There are some similarities between the proposed XKmeans and the Gaussian Mixture algorithm, in the sense that both compute some statistics about the clusters, but XKmeans is not changing the KMeans algorithm, but merely collecting ome statistical data on the side in order to produce the feature by feature probabilities.
The XKMeans
can be used instead of the traditional KMeans
algorithm.
import org.apache.spark.ml.clustering.tupol.XKMeans
import org.apache.spark.ml.evaluation.ClusteringEvaluator
import org.apache.spark.sql.DataFrame
// Loads data.
val dataset: DataFrame = ???
// Trains a k-means model.
val xkmeans = new XKMeans().setK(2).setSeed(1L)
val model = xkmeans.fit(dataset)
// Make predictions
val predictions = model.transform(dataset)
// Evaluate clustering by computing Silhouette score
val evaluator = new ClusteringEvaluator()
val silhouette = evaluator.evaluate(predictions)
println(s"Silhouette with squared euclidean distance = $silhouette")
// Shows the result.
println("Cluster Centers: ")
model.clusterCenters.foreach(println)
Standard KMeans
parameters:
k
is the number of desired clusters.

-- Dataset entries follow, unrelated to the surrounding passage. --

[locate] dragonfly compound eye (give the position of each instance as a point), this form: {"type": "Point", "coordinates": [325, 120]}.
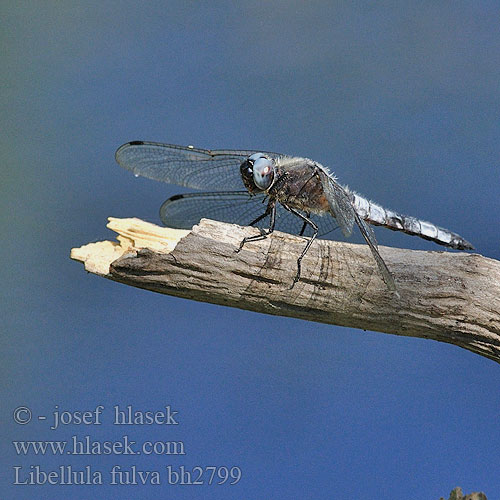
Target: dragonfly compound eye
{"type": "Point", "coordinates": [263, 171]}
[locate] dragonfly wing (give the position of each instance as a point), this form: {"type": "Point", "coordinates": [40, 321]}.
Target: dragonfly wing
{"type": "Point", "coordinates": [340, 204]}
{"type": "Point", "coordinates": [369, 236]}
{"type": "Point", "coordinates": [183, 211]}
{"type": "Point", "coordinates": [187, 166]}
{"type": "Point", "coordinates": [346, 215]}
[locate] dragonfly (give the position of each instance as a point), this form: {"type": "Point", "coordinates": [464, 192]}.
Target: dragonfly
{"type": "Point", "coordinates": [257, 188]}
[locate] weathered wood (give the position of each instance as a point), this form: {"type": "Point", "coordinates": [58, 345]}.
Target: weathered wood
{"type": "Point", "coordinates": [445, 296]}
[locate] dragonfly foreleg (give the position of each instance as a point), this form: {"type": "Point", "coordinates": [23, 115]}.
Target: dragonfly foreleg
{"type": "Point", "coordinates": [264, 233]}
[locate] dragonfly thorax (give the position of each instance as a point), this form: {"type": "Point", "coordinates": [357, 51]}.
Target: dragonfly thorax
{"type": "Point", "coordinates": [257, 172]}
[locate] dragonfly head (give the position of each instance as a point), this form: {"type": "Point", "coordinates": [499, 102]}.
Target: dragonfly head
{"type": "Point", "coordinates": [257, 172]}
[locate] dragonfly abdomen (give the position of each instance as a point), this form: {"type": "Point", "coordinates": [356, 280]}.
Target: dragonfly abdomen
{"type": "Point", "coordinates": [379, 216]}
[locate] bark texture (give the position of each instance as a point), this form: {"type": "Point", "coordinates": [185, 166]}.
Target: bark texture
{"type": "Point", "coordinates": [445, 296]}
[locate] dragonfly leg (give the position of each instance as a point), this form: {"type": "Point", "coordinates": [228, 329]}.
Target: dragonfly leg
{"type": "Point", "coordinates": [307, 222]}
{"type": "Point", "coordinates": [271, 209]}
{"type": "Point", "coordinates": [304, 225]}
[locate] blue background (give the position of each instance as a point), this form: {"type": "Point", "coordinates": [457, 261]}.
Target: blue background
{"type": "Point", "coordinates": [400, 99]}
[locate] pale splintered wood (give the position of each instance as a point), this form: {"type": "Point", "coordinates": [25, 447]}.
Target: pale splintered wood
{"type": "Point", "coordinates": [446, 296]}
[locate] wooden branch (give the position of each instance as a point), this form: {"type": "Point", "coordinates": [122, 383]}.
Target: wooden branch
{"type": "Point", "coordinates": [445, 296]}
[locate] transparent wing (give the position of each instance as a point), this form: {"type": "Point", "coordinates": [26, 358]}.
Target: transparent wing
{"type": "Point", "coordinates": [216, 170]}
{"type": "Point", "coordinates": [183, 211]}
{"type": "Point", "coordinates": [345, 214]}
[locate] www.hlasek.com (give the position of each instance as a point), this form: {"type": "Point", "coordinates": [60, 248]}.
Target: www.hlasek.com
{"type": "Point", "coordinates": [117, 474]}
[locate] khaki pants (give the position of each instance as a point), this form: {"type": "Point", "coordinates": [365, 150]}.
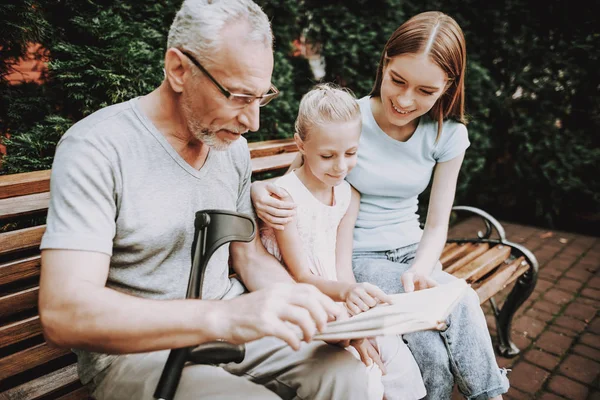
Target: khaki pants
{"type": "Point", "coordinates": [270, 370]}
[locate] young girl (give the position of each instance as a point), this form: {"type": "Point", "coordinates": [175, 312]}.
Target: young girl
{"type": "Point", "coordinates": [413, 128]}
{"type": "Point", "coordinates": [317, 246]}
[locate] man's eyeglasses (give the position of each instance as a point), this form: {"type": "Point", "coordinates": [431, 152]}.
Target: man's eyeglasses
{"type": "Point", "coordinates": [237, 99]}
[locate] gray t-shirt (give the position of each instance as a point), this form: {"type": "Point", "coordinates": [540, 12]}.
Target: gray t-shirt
{"type": "Point", "coordinates": [119, 188]}
{"type": "Point", "coordinates": [390, 175]}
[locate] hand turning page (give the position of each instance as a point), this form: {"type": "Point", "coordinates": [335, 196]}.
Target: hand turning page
{"type": "Point", "coordinates": [410, 312]}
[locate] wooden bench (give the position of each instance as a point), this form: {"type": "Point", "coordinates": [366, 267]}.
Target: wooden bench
{"type": "Point", "coordinates": [31, 369]}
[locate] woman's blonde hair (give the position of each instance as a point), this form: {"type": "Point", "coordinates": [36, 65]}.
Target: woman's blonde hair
{"type": "Point", "coordinates": [440, 37]}
{"type": "Point", "coordinates": [325, 103]}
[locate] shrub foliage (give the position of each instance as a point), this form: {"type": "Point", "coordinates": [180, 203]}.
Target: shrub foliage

Note that it is possible for fewer than k clusters to be returned, for example, if there are fewer than k distinct points to cluster.maxIterations
is the maximum number of iterations to run.initializationMode
specifies either random initialization or initialization viak-means||
.runs
This param has no effect since Spark 2.0.0.initializationSteps
determines the number of steps in thek-means||
algorithm.epsilon
determines the distance threshold within which we consider k-means to have converged.initialModel
is an optional set of cluster centers used for initialization. If this parameter is supplied, only one run is performed.
Specific XKMeans
parameters:
featuresCol
is an optional list of feature names that can be used to express better the probability by feature.
Param name | Type(s) | Default | Description |
---|---|---|---|
featuresCol | Vector | "features" | Feature vector |
Param name | Type(s) | Default | Description |
---|---|---|---|
predictionCol | Int | "prediction" | Predicted cluster center |
distanceToCentroid | Double | "distanceToCentroid" | Distance to cluster center |
probabilityCol | Double | "probability" | Probability of belonging to cluster |
probabilityByFeatureCol | Vector | "probabilityByFeature" | Probability by each feature / dimension |
The approach exemplified through the Spark ML K-Means extension can help understanding the clusters and the predictions better. Understanding the clusters can help with all K-Means based use-cases, weather they are classification problem or anomaly detection. Understanding the prediction results is very valuable for anomaly detection use cases.
The proposed solution has it limitations. First, the solution assumes a normal distribution of data inside the cluster so understanding the type of data distribution is important. Second, understanding each feature is crucial in understanding both the clusters themselves as well as why some data points were labeled anomalies. There are also lessons learned from trying to extend the Spark ML library and what are the limitations of it.
Data scientists that are using Spark ML library and are interested in anomaly detection cases as well as developers looking into how to extends the existing Spark ML framework or statistical data composition.